Even my Twilighter friends aren't THAT bad. I have one friend in particular who's definitely a Twilighter, but she's reasonable, which I appreciate. I mean, I bash on Twilight and she rushes to Deadward's defense, but we're just joking around. She appreciates a good anti-Twilight joke and is a huge Blogging Twilight fan, too. So we have MUCH fun at school. :D
There are the reasonable Twilighters, like my friends. And then there are the delusional Twi-hards, like that girl on YouTube. o_O
Also, Robert Pattinson was most definitely Cedric Diggory in HP4. Here's some links, if you'd like some to give her... Also, I'm in a very anti-Twi mood right now, so I'm happy to help in any way I can. >:)IMDb...
Main page: http://www.imdb.com/title/tt0330373/
Full cast/crew: http://www.imdb.com/title/tt0330373/f...

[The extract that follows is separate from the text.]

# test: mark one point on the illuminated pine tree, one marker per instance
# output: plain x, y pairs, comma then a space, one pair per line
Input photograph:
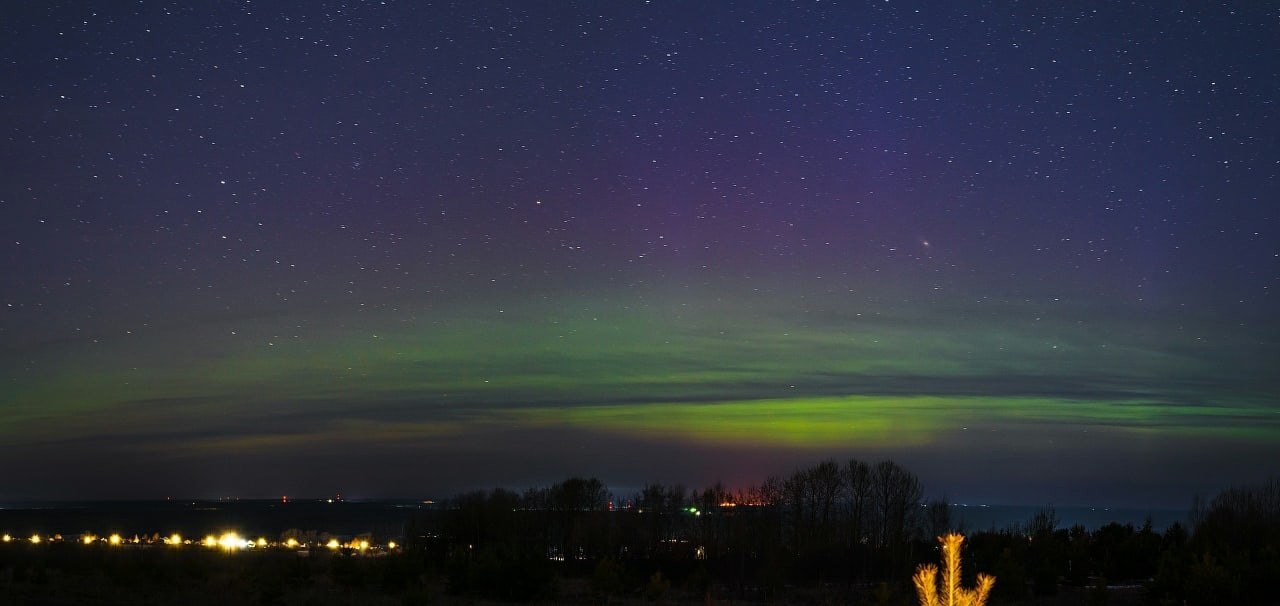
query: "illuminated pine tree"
950, 593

WHEE! I love a good troll war!
He played a gay artist in Little Ashes. I would know, since I constantly bring it up in front of my Twilighter friends and they yell at me (though they're not actually, legitimately mad). ;D Whenever they mention a movie (other than Twilight and HP) that Robert Pattinson was in, I always yell "So is that the gay artist movie?" really loudly. Apparently he has to... you know what, I'm not even going to say. Eeeuuurrrggghhsjldhgksfjdgnkdjg *shudder* >_<
OMG I remember going "I am NEVER seeing that movie, not if someone pays me a million dollars!" Because I saw these pictures of when RPatz had to do this nude scene in the movie where he poses in front of a mirror when he's alone at home and feeling... Flamboyant, I presume. I don't understand why this is necessary in the movie. (My friend sent me the link. She's rather strange.)BTW, I was repressing that quite nicely, but I'm just SO glad you could bring it up again. So glad.